Why does this code
int (*g)(int);
int (*h)(char);
h = g;
In C, give me such warning when compiling:
'warning: assignment from incompatible pointer type'
In C++, can't be able to compile.
Why does this code
int (*g)(int);
int (*h)(char);
h = g;
In C, give me such warning when compiling:
'warning: assignment from incompatible pointer type'
In C++, can't be able to compile.
One is declared to point to a function accepting an int
, the other one - to a function accepting a char
. Those are different signatures, so the pointers are incompatible.
You've declared g to be a function taking one argument of type int and returning an int, and h to be a function taking one argument of type char and returning an int result. The two function signatures are not interchangeable and so you can't assign from a pointer to one to a pointer to the other.
You have declared g and h as functions. Actually, my compiler gives the error "lvalue required as left operand of assignment", and it seems strange that you could get this code to compile with just a warning?
EDIT: Originally, the code in the question declared g and h as functions. Now they have been changed to function pointers, which will indeed just give a warning.
Prototypes don't match. g
is a pointer to a function which takes an int
and returns an int
whereas h
is a pointer to a function which takes a char
and returns an int
. They are two separate types and hence the warning (assigning apples to oranges).
The two functions pointers do not have the same signature, since the input parameters are different.
The function pointers both return an int, while g accepts an int as input, and h accepts a char as input parameters.
Although you can sometimes mix int and char, you are mixing function pointers, so the compiler correctly gives you a warning that you might be doing something wrong.
Example code:
#include <stdio.h>
int gf(int n)
{
return printf("gf(%d)\n", n);
}
int hf(char c)
{
return printf("hf('%c')\n", c);
}
int main()
{
int (*g)(int) = gf; // pointer to gf
int (*h)(char) = hf; // pointer to hf
g = h; // warning: possibly incompatible functions
g(65); // cast 65 to char and call h
return 0;
}
Compiling:
$ gcc-4.exe -Wall a.c
a.c: In function 'main':
a.c:18: warning: assignment from incompatible pointer type
Running program:
$ ./a.exe
hf('A')
As you see, in C, it works nicely, but the compiler gives you a proper warning. If we try to compile this as C++ code, the compiler won't accept our pointer juggling:
$ g++-4.exe a.c
a.c: In function 'int main()':
a.c:18: error: invalid conversion from 'int (*)(char)' to 'int (*)(int)'
Because you are assigning incompatible pointers. One function pointer takes a signed integer as an argument, the other char (signedness depends on your system). Even though both return the same, they are quite different.
Ignore the warnings, use the function pointers (while casting to make it actually compile) and you'll see what I mean :)

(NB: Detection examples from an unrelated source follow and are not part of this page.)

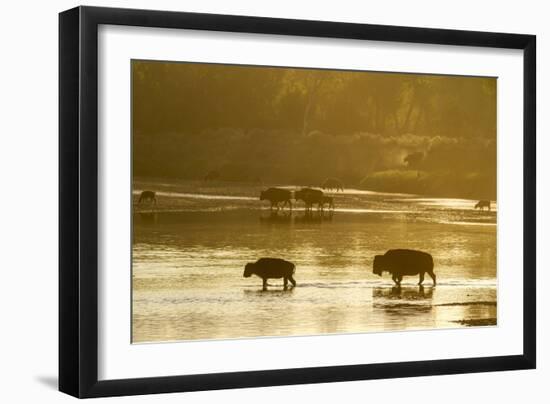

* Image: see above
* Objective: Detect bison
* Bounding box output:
[243,258,296,290]
[321,178,344,192]
[294,188,326,211]
[138,191,157,204]
[260,188,292,210]
[321,195,334,210]
[474,201,491,210]
[372,250,435,286]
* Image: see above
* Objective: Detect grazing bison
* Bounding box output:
[474,201,491,210]
[138,191,157,204]
[321,178,344,192]
[243,258,296,290]
[372,250,435,286]
[260,188,292,210]
[294,188,325,211]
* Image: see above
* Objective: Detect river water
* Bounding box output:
[132,180,497,343]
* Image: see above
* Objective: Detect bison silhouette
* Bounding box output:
[260,188,292,210]
[321,178,344,192]
[138,191,157,204]
[372,250,436,286]
[243,258,296,290]
[474,201,491,210]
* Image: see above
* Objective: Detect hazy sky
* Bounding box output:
[132,61,497,196]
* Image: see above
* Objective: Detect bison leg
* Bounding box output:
[428,271,435,286]
[391,274,399,286]
[285,275,296,286]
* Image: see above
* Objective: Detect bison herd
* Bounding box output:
[260,188,334,212]
[243,249,436,290]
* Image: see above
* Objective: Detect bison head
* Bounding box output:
[372,255,384,276]
[243,262,254,278]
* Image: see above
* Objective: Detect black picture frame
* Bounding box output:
[59,7,536,398]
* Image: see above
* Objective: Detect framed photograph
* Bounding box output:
[59,7,536,398]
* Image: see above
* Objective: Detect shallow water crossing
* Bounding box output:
[132,181,497,343]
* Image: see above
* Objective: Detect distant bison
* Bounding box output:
[322,195,334,209]
[243,258,296,290]
[474,201,491,210]
[260,188,292,210]
[294,188,326,211]
[138,191,157,204]
[321,178,344,192]
[372,250,435,286]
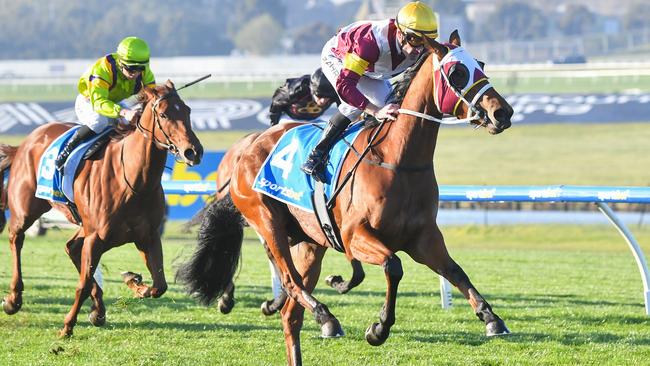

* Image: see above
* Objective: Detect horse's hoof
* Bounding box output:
[2,300,23,315]
[485,319,510,337]
[88,310,106,327]
[366,323,388,346]
[320,318,345,338]
[219,297,235,314]
[260,300,278,316]
[325,275,343,287]
[121,272,142,285]
[59,328,72,338]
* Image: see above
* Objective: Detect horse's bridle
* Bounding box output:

Since the function signatures are different, this isn't legal C or legal C++. The question is why the compilers treat it differently. In neither standard is there much guidance on what to do with programs that violate the standard, except that certain violations require a diagnostic (and both of these cases do supply a diagnostic message). The standards are normally concerned with what a valid C or C++ program is, and what the implementation has to do when given one.
C is a considerably older language than C++, and a whole lot of C code was written on much less strict compilers than exist nowadays. C++ was stricter from the start, and so pre-standard C++ code tends to be valid standard C++ code that just doesn't use certain features.
For this reason, a C compiler is more likely to be lenient than a C++ compiler, assuming the compilers were written for practical use. After all, there's a lot of C code that blithely assumes things like this work, and some of that is very useful, but the same is not true of C++.